Cela fait aujourd’hui quinze ans qu’il se passe chaque jour des choses sur Facebook. Des choses parfois drôles, des choses parfois intéressantes et des choses souvent ni drôles ni intéressantes. Quinze ans, dans la vie d’un être humain, ce n’est pas rien. Durant cette période, j’ai appris à naviguer dans les moindres recoins de cet écosystème et à reconnaître des comportements typiques d’apparitions, de disparitions et de réapparitions. Un de ceux qui me fait sourire, c’est lorsque des gens y font leurs adieux, genre «J’en ai marre de ces polémiques quotidiennes, besoin de me ressourcer, blablabla…» Là, leurs amis viennent valider ou contester cette décision, et espèrent se recroiser sous d’autres cieux, plus authentiques. Puis, quelques semaines plus tard, le déserteur poste une photo comme si de rien n’était et tout repart comme en 40.

‘J’ai décidé de rester un ami fidèle de ce défunt.’

Pointons aussi les mauvais élèves qui sont suspendus pendant une période, pour avoir partagé un contenu considéré comme offensant ou déplacé par un algorithme qui n’a beau être qu’une longue série de chiffres mais qui porte quand même en son cœur les valeurs puritaines des USA. Lorsque, quelques semaines plus tard, on les voit réapparaître dans notre fil d’actu, c’est souvent avec un discours de résistant, comme s’ils avaient passé un mois en cellule d’isolement et qu’ils revenaient plus déterminés que jamais à se battre contre la censure. «Du calme, Robert, tu avais juste reposté un article anti-woke, on est loin de Jean Moulin!»

A côté de cela, on observe un autre phénomène, plus radical et moins amusant, mais dont on ne peut faire l’impasse en cette période de Toussaint: les profils des personnes décédées qui continuent à hanter nos fils d’actu.

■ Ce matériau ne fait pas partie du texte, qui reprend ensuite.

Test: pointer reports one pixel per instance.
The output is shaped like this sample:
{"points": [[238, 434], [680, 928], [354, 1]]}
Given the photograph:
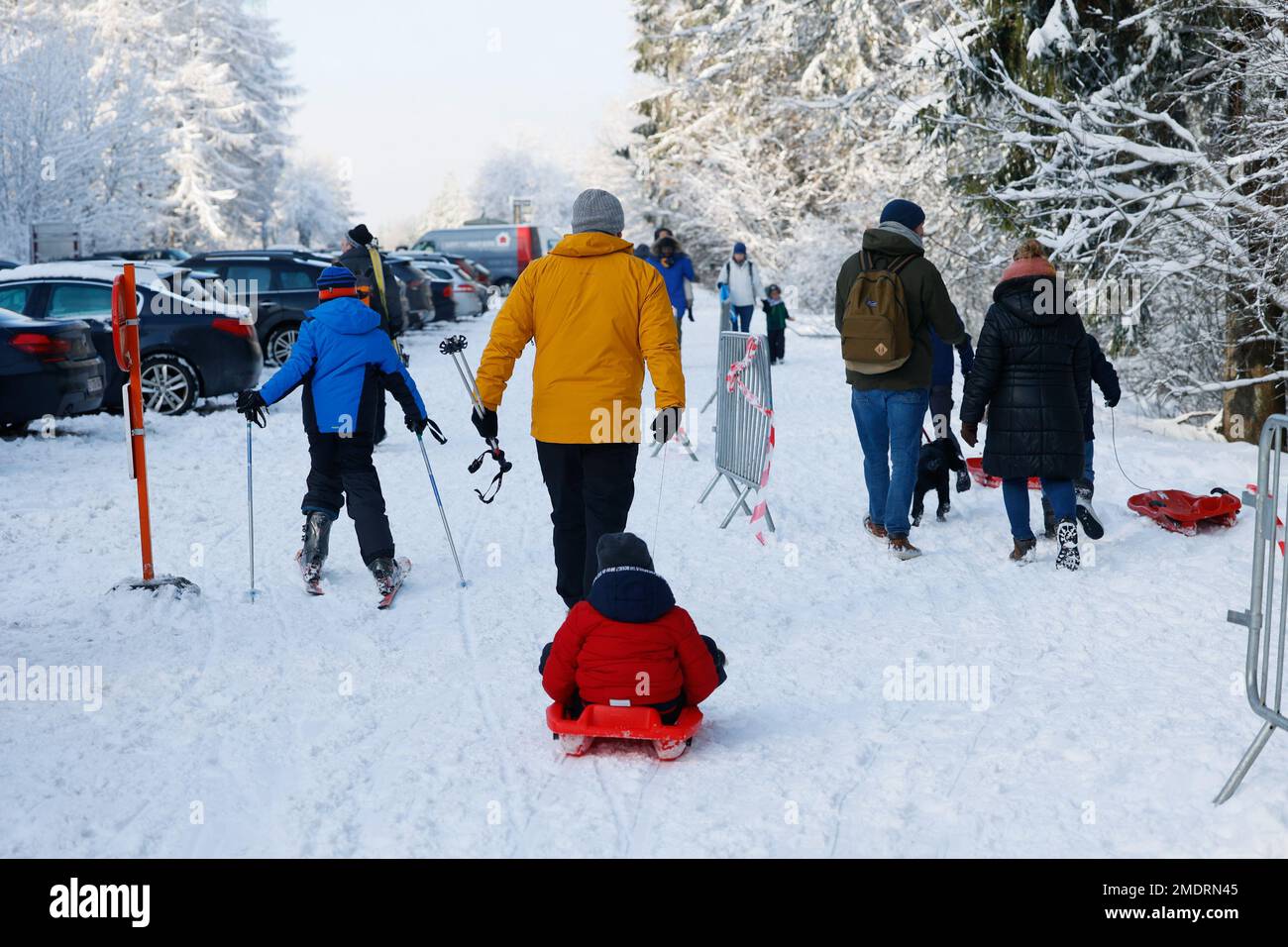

Je me souviens avoir dit un jour à une copine que je pensais supprimer une personne décédée de mes amis, prétextant qu’elle ne posterait de toute façon plus jamais rien, et cette personne avait trouvé mon idée immorale. Face à sa réaction, j’ai décidé de rester un ami fidèle de ce défunt que je n’avais jamais rencontré de son vivant.

Depuis le jour de mon inscription sur Facebook, en l’an de grâce 2007, combien de mes «amis» sont morts? Je passe rapidement ma liste en revue et, en quelques minutes, j’y trouve pas loin d’une petite dizaine de personnes décédées. Et comme je compte dans mes amis pas mal de gens que je ne connais pas personnellement, il y en a peut-être encore plus. D’ailleurs, comment faire la différence entre un profil vivant et un mort? Selon des chiffres glanés ci et là sur le Web, chaque jour, sur le réseau qui compte près de 2,3 milliards d’inscrits, près de 8000 personnes décèdent, soit près de 3 millions par an. Et avec le temps et le vieillissement des usagers, cela ne fera qu’empirer. Dans l’hypothèse où Facebook poursuivrait sa croissance au même rythme, le réseau compterait plus de morts que de vivants en 2070: 8 milliards d’inscrits et plus de 4 milliards de morts.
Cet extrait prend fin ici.